Thanks for the input everyone. Some really interesting insights on the subject. I learned from your replies.


----------



## Jrmccain (Apr 11, 2007)

*Uh... sorry....*

Who you callin a "old man"? 



JCavilia said:


> Yeah, and sometimes droppin' that youngster like a rock, too ;-)


Gently used?


----------



## BoneDigger (Aug 5, 2006)

kykr13 said:


> While it's good to try out a lot of bikes, shop for the store itself too.


This is great advice, and you'd be well suited to adhere to it. If you are totally new in cycling, go to the different bike shops and see which ones are willig to give you honest opinions and actually spend time with you. When I say "honest opinions", I mean to avoid a store that says you need to start out on a pricy bike just because they want to make money. Really LISTEN to what they are saying. You can tell when someone is feeding you a line of bull.

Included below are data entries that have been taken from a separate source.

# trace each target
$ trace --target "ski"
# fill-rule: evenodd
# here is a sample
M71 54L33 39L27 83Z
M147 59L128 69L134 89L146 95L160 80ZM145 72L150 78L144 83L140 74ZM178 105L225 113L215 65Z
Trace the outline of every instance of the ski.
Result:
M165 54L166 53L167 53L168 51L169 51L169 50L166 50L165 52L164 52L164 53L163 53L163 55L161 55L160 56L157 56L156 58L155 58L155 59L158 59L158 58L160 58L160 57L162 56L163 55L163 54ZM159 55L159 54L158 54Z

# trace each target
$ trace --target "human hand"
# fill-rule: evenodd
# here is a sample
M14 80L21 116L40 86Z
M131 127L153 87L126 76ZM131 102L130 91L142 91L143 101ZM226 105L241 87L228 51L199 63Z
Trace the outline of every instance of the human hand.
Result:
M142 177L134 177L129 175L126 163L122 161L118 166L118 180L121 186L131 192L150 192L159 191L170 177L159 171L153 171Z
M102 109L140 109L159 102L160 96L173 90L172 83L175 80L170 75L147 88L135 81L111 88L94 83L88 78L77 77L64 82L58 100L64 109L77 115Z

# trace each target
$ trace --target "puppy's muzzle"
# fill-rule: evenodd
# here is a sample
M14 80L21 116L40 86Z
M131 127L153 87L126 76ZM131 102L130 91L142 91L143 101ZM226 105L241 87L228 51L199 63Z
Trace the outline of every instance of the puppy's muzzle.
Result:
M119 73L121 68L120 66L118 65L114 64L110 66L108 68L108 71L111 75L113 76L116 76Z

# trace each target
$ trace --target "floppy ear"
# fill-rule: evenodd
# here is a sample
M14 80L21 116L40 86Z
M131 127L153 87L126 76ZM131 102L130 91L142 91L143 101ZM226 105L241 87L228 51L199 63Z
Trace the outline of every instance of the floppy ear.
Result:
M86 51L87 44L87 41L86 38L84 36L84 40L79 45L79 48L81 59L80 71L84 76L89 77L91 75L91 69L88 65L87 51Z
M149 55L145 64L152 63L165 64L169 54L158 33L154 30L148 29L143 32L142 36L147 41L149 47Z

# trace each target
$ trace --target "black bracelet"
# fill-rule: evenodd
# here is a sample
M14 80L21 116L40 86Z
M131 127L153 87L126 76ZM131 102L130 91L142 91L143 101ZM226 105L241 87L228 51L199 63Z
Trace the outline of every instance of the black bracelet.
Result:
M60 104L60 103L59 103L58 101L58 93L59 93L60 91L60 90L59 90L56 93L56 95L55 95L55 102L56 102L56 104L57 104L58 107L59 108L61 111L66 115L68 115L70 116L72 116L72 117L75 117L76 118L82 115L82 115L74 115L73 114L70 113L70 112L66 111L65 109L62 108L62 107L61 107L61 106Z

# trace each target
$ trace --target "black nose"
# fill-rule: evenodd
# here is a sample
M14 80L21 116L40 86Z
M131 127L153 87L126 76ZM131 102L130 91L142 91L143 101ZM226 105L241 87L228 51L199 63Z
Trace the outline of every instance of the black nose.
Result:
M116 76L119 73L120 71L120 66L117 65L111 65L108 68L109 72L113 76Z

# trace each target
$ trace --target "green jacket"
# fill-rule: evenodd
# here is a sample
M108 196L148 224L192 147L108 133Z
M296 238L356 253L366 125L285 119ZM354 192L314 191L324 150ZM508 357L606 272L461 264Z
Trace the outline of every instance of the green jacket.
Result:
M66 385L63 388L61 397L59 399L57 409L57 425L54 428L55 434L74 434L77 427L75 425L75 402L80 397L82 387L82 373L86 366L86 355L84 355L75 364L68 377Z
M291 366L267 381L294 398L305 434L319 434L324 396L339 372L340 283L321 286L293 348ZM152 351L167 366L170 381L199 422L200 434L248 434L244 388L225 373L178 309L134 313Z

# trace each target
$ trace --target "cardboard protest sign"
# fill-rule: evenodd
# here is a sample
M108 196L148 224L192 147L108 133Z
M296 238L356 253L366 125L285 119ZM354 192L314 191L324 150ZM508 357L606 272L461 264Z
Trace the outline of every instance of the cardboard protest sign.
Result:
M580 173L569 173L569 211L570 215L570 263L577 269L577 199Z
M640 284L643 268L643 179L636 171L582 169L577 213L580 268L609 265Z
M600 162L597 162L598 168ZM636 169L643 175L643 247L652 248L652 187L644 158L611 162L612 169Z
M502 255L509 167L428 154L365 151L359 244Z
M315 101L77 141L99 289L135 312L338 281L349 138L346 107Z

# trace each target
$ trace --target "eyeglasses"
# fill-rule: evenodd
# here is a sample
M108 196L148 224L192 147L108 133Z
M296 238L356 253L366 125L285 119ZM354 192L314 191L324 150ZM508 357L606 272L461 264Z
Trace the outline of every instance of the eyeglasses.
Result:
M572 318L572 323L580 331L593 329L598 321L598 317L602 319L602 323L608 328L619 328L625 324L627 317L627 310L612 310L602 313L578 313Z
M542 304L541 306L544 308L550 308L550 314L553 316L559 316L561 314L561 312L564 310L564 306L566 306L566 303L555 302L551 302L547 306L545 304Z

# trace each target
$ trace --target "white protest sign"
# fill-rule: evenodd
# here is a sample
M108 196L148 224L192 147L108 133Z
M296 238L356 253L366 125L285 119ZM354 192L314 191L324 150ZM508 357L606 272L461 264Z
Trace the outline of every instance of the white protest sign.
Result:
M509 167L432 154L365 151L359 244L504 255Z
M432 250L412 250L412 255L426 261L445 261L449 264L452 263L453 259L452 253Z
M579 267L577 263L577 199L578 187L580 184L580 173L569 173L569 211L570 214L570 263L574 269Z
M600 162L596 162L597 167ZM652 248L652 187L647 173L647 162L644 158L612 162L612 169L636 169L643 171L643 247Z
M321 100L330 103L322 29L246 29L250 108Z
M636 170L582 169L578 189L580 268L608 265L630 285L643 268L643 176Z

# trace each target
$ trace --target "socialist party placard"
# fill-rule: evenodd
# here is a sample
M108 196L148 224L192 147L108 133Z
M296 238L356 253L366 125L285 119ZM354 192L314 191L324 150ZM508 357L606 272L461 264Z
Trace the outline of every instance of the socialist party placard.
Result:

Definately stay away from Sora components, but anything above Sora is okay.

Now, regarding brands and personalities... You really just don't see a lot of brand snobbery, at least not at the local level. Perhaps the big racers may feel that way, but most guys and gals go out, try some bikes, then buy the one that seems to fit their needs the best. Believe it or not, although the many bikes out there may seem similar, they each have their own feel. Find one that really calls to you, then buy it. Same for your wife; she doesn't necessarily need to buy the same brand as you. Many bike manufacturers now many women specific designs. may be worth a look...

Trek, Specialized, and Giant are three of the most common bikes you'll see on the road. C-dale and others are fairly common as well. I personally don't know anyone that feels superior due to having a custom bike versus a more common brand, but your mileage may vary.

Definately do your homework and pick a bike from a company that has good customer service. What you don't want to do is buy a new bike, have something go wrong with it, then have the LBS or manufacturer snub you. 

Todd


----------



## mad max (Mar 22, 2009)

Thanks for the LBS input Todd.

We bought a hybrid bike for my wife a few months ago to get started with. She just never felt comfortable on it and didn't like to ride very much. I scheduled a fitting for her with the LBS that we bought the bike from.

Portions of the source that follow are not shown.